2

I want to write an assembly program that executes via EXECVE (syscall #0x3C) the program /bin/ls with the switches -al.

The man page (man 2 execve) states that the call requires three values:

int execve(const char *filename, char *const argv[], char *const envp[]);

I don't quite understand how to build the three arguments. As far as I know, the first argument goes into RDI, the second into RSI, and the third into RDX. I believe that to set up the first one, it suffices doing

    push 0x736c2f2f         ;sl//
    push 0x6e69622f         ;nib/
    mov rdi, rsp

For the third one, the thing is quite easy:

    xor r11, r11
    mov rdx, r11

My problem is that I don't know how to build the second argument, which should be an array containing ['/bin//ls', '-aal']

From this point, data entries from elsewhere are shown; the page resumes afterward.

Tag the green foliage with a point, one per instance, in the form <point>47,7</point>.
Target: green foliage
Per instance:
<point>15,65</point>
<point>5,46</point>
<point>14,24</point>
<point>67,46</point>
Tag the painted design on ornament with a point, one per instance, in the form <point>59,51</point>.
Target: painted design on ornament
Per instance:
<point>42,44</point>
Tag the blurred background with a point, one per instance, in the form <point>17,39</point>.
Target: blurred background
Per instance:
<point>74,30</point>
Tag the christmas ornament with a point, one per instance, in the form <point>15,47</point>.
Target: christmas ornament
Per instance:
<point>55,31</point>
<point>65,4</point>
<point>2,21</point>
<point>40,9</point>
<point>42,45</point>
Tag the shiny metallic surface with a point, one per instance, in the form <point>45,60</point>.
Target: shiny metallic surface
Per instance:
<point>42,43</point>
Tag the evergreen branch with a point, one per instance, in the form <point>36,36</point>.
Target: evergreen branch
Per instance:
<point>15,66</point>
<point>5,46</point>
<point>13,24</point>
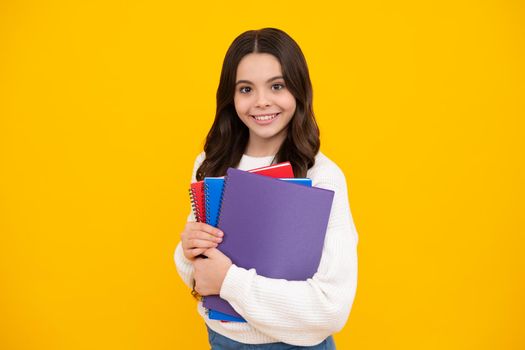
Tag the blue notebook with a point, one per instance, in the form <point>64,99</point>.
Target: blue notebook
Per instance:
<point>216,315</point>
<point>213,189</point>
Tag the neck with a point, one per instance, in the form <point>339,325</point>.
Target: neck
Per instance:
<point>258,147</point>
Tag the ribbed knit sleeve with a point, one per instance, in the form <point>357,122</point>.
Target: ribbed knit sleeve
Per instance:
<point>304,312</point>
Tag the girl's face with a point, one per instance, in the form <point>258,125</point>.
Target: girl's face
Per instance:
<point>262,100</point>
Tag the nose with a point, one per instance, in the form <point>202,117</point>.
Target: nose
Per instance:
<point>262,100</point>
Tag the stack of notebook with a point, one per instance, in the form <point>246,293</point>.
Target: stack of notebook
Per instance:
<point>273,225</point>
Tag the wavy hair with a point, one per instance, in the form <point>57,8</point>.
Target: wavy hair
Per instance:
<point>228,137</point>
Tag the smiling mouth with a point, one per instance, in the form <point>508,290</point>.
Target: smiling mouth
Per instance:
<point>265,117</point>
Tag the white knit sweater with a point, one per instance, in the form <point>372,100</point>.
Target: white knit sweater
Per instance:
<point>300,313</point>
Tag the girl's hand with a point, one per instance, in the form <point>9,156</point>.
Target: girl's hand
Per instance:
<point>198,237</point>
<point>210,273</point>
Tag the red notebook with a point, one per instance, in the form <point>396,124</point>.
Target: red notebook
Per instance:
<point>280,170</point>
<point>197,201</point>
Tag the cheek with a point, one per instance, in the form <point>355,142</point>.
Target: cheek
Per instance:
<point>288,101</point>
<point>241,105</point>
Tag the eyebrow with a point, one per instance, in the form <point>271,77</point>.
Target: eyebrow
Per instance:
<point>249,82</point>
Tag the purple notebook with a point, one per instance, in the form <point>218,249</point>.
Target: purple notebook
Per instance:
<point>275,227</point>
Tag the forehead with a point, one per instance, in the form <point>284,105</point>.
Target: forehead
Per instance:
<point>258,66</point>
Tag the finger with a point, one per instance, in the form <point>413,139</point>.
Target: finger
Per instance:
<point>197,251</point>
<point>213,253</point>
<point>201,226</point>
<point>201,243</point>
<point>206,236</point>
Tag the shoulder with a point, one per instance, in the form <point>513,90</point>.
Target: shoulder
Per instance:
<point>326,173</point>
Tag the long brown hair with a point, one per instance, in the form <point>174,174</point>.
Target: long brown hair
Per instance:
<point>228,136</point>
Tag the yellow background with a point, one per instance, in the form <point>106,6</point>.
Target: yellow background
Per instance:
<point>105,104</point>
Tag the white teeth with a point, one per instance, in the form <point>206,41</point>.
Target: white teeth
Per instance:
<point>265,117</point>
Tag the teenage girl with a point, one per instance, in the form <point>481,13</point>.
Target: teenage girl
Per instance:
<point>264,115</point>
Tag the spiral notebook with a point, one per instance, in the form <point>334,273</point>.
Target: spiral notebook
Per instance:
<point>276,227</point>
<point>198,200</point>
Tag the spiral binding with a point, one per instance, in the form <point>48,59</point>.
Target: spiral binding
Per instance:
<point>206,202</point>
<point>222,197</point>
<point>197,211</point>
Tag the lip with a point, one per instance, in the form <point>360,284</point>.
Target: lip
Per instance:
<point>260,115</point>
<point>265,122</point>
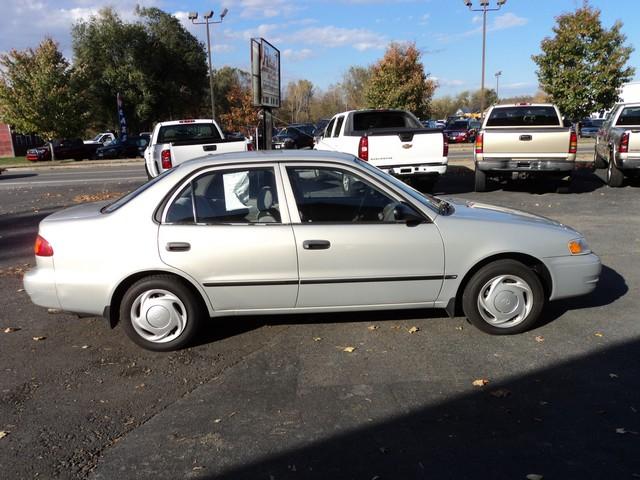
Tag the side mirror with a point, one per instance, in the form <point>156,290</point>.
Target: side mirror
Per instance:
<point>407,214</point>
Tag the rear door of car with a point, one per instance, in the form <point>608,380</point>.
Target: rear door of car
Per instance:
<point>351,252</point>
<point>229,230</point>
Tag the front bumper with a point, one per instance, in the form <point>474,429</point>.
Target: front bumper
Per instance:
<point>573,275</point>
<point>525,165</point>
<point>40,284</point>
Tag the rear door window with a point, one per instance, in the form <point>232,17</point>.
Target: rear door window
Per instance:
<point>523,116</point>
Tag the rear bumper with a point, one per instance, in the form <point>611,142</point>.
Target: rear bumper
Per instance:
<point>416,170</point>
<point>525,165</point>
<point>573,275</point>
<point>40,284</point>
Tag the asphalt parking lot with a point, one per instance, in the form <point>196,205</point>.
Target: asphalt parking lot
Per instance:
<point>419,395</point>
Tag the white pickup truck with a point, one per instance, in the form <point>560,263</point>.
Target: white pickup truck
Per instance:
<point>618,144</point>
<point>392,140</point>
<point>177,141</point>
<point>525,140</point>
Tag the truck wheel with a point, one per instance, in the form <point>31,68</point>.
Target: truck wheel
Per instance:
<point>598,161</point>
<point>615,177</point>
<point>480,181</point>
<point>503,298</point>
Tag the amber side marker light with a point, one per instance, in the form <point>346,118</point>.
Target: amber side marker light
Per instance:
<point>42,248</point>
<point>577,247</point>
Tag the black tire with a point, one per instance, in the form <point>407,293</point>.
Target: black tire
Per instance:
<point>530,301</point>
<point>480,181</point>
<point>177,298</point>
<point>598,161</point>
<point>615,177</point>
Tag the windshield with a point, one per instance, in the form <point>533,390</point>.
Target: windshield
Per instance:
<point>112,207</point>
<point>431,202</point>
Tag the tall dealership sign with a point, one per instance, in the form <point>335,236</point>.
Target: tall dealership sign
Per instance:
<point>265,81</point>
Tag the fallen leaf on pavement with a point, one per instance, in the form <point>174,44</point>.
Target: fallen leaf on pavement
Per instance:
<point>500,393</point>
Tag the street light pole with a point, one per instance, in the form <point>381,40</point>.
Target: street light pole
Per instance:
<point>484,8</point>
<point>207,21</point>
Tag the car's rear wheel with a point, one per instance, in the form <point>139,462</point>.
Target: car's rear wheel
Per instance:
<point>503,298</point>
<point>615,177</point>
<point>480,181</point>
<point>160,313</point>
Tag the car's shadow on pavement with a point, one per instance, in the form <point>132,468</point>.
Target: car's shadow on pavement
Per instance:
<point>460,179</point>
<point>611,287</point>
<point>14,176</point>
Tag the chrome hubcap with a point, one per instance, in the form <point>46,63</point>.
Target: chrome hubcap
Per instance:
<point>158,316</point>
<point>505,301</point>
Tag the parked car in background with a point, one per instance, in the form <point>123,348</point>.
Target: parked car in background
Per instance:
<point>247,234</point>
<point>459,131</point>
<point>589,127</point>
<point>63,149</point>
<point>392,140</point>
<point>522,141</point>
<point>101,139</point>
<point>618,144</point>
<point>132,147</point>
<point>294,137</point>
<point>177,141</point>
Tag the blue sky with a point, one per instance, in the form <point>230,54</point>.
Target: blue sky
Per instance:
<point>320,40</point>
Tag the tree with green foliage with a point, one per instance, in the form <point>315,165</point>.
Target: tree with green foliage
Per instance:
<point>155,64</point>
<point>582,67</point>
<point>39,92</point>
<point>398,80</point>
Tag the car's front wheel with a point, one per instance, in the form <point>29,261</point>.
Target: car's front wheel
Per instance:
<point>160,313</point>
<point>504,297</point>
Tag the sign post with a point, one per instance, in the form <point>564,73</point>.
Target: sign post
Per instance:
<point>265,82</point>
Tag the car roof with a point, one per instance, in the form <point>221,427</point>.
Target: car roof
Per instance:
<point>269,156</point>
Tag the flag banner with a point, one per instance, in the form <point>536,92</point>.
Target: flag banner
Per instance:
<point>123,121</point>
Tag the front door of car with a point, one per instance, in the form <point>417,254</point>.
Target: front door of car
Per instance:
<point>226,229</point>
<point>353,248</point>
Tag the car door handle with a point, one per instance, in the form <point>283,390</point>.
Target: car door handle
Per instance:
<point>178,247</point>
<point>316,244</point>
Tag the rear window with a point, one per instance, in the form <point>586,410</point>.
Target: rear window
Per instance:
<point>188,131</point>
<point>379,120</point>
<point>523,116</point>
<point>629,116</point>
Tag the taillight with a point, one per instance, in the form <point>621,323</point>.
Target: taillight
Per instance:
<point>480,142</point>
<point>363,148</point>
<point>624,143</point>
<point>573,143</point>
<point>43,248</point>
<point>165,157</point>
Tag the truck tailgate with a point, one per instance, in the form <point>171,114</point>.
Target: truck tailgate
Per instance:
<point>406,148</point>
<point>538,142</point>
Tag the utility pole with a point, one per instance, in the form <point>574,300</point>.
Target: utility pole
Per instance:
<point>484,8</point>
<point>193,16</point>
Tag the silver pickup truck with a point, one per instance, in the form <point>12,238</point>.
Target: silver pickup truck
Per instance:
<point>524,140</point>
<point>618,143</point>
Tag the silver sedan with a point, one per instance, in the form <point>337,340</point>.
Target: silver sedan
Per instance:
<point>293,232</point>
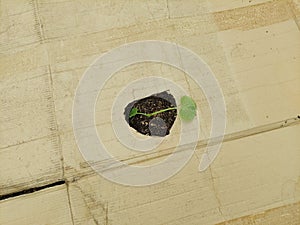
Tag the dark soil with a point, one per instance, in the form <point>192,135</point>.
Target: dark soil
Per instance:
<point>157,125</point>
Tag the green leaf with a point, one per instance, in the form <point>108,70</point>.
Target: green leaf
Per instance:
<point>133,112</point>
<point>188,108</point>
<point>187,102</point>
<point>187,114</point>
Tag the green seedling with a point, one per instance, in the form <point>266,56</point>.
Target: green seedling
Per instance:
<point>187,110</point>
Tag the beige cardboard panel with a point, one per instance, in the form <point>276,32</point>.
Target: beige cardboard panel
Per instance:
<point>226,52</point>
<point>43,207</point>
<point>215,5</point>
<point>20,27</point>
<point>80,17</point>
<point>30,155</point>
<point>285,215</point>
<point>34,163</point>
<point>250,175</point>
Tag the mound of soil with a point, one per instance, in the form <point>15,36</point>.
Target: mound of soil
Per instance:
<point>157,125</point>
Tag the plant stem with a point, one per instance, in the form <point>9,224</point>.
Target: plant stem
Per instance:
<point>154,113</point>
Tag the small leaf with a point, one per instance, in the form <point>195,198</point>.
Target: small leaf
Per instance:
<point>188,108</point>
<point>187,114</point>
<point>187,102</point>
<point>133,112</point>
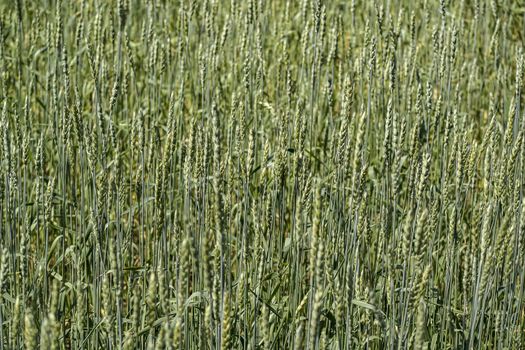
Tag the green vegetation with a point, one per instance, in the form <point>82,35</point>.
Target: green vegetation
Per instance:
<point>259,174</point>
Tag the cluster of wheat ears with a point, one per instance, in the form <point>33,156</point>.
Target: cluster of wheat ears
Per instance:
<point>259,174</point>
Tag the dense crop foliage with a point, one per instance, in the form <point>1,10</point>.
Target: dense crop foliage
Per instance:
<point>262,174</point>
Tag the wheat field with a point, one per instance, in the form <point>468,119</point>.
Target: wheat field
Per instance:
<point>301,174</point>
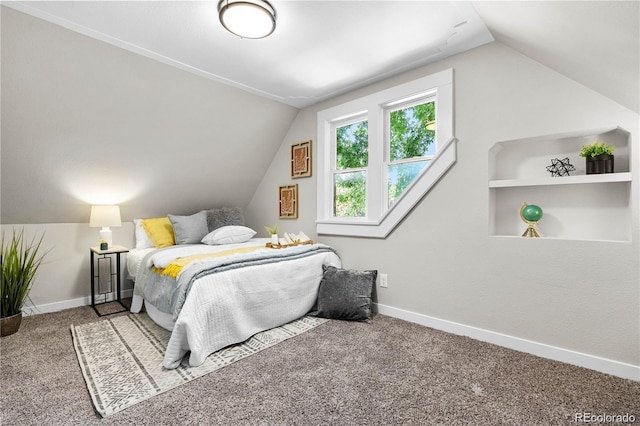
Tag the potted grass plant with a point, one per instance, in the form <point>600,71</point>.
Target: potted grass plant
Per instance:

I need to write it for x86-64, so please no int 0x80 suggestions.

Peter Cordes
  • 328,167
  • 45
  • 605
  • 847
neme666
  • 53
  • 7
  • Do you know C? You need to put your strings into memory somewhere and then put their addresses into the array, finally pass the address of the array to the syscall. – Jester Jan 20 '20 at 14:25
  • @Jester, although it's somewhat unconventional, It's not uncommon nor wrong to store strings on the stack. – h0r53 Jan 20 '20 at 14:30
  • I did not say anything about the stack. Stack is memory and will work fine. Anyway, another issue is that the `push imm32` still pushes 8 bytes so the string won't be correct, it will be `/bin<0><0><0><0>//ls` – Jester Jan 20 '20 at 14:32
  • 3
    @h0r53 There is no `push` instruction with an 8 byte immediate. You have to move into a register and then push. – fuz Jan 20 '20 at 14:44
  • @neme666. Are you trying to write a shellcode exploit for Linux on the `AMD64` architecture? – fpmurphy Jan 21 '20 at 11:05
  • @fpmurphy - Not really. I haven't got any problem to write the old hs//nib/ shellcode - and one could also object that having a shell would be more than enough for running an ls -al command, indeed! But I want to learn more. That's it. – neme666 Jan 21 '20 at 11:15
  • 1
    Wait, so you *don't* need your code to be a contiguous block that doesn't contain an `0` bytes (i.e. shellcode)? Then it's trivial and you should just put the strings in memory with their terminating `0` bytes, and use RIP-relative LEA to get pointers to them. Does it even have to be position-independent? If not, the arrays of pointers can be static as well instead of writing instructions to get addresses and store them to the stack. i.e. you can basically just use compiler output. Why would you waste your time pushing strings if you aren't aiming for code-injection (shellcode)? – Peter Cordes Jan 21 '20 at 21:42
  • e.g. if you didn't care about making this shellcode-compatible, you could do stuff like ```mov rcx, `/bin/ls\0``` to avoid needing another push to zero-terminate, even if you did still want to make it self-contained and constructed from immediates. – Peter Cordes Jan 22 '20 at 17:15
  • @PeterCordes - I want to write first the program, then transform it into a shellcode as an exercise. The thing is that I am used to write shellcode and sometimes I am a bit 'dirty'. I wouldn't be too formal and pedant on this, right now. It'd be better having a good explanation on why the below code works, because I have some problems anyway. – neme666 Jan 22 '20 at 17:22
  • Ok, so you do have shellcode in mind as an eventual target, and want to write it in ways that *will* work in shellcode. Therefore it should be tagged with `[shellcode]`. – Peter Cordes Jan 22 '20 at 17:28

3 Answers3

5

You can put the argv array onto the stack and load the address of it into rsi. The first member of argv is a pointer to the program name, so we can use the same address that we load into rdi.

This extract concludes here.